In 2017, Gartner replaced their study and associated Magic Quadrant on "Application Development Lifecycle Management" with new research on "Enterprise Agile Planning Tools". According to the analysts, by leveraging "customer centric and business outcome driven practices with continual feedback", Enterprise Agile Planning (EAP) tools help organizations establish agile practices at scale. This, in their opinion, represents an evolution from project-centric agile tools and traditional application development life cycle management (ADLM).
The Magic Quadrant for Enterprise Agile Planning Tools specifically targets tools which support the development of software through the use of agile methodologies. Rooted in iterative development and highly accelerated processes, the authors of Gartner’s piece consider that this type of approach drives the need for tools that support, among others:
- Frequent deliverables based on business outcomes
- Increased visibility into the flow of work
- Requirements captured from the user’s perspective, typically using epics and user stories
Gartner defines a set of inclusion and exclusion criteria, amongst which we can find:
- A minimum revenue of 10 million dollars, or the local currency equivalent
- A minimum of two customers, 500 or more licensed users
- General availability to the customers who are not in beta or any other type of limited releases
- The vendor providing services like support and training
- The Product needs to support at least two key use cases
- Mandatory support for multi-team projects, cross-project and portfolio dependency tracking and reporting, and portfolio-level backlogs
- Mandatory cloud support and the availability of on-premise at the customer’s option.
- RESTful integration API
Gartner evaluates tools’ vendors by their "ability to execute" and by the "completeness of their vision" through the analysis of a variety of vectors. Data collected during the research is then used to position each one of the companies analysed into one of the four existing groups: Leaders, Challengers, Visionaries and Niche Players. The following picture shows how current players are performing in the market according to Gartner’s criteria:
On the other side, buying companies have to deal with different factors when it comes to an enterprise agile tool selection. Among these is the level of maturity of agile practices in the company. According to the authors of the study, "changing the development culture is still the most prominent challenge to agile adoption", reported as such in 81% of the cases.
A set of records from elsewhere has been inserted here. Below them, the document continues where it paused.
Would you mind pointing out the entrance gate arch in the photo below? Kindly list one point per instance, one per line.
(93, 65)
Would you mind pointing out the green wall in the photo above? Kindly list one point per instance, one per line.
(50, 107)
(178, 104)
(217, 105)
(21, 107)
The reasons most often cited by the users in support of their tool's choice are:
- Increasing product/project visibility (76% of reference customers cited this as a reason)
- Creating internal/external operational efficiencies (70%)
- Coordinating teams (70%)
- Driving practice adoption (69%)
- Improving business process outcomes (67%)
They also mention that:
Most organizations consider a number of tool providers when making their decision. The key decision factors are dominated by product functionality and performance, but product roadmap and future vision weigh in heavily along with overall cost.
The Magic Quadrant for Enterprise Agile Planning Tools, 2018, was published earlier this year and Gartner has recently made available a complimentary work on critical capabilities of EAP tools, in which they analyse several tools across a set of concrete use cases.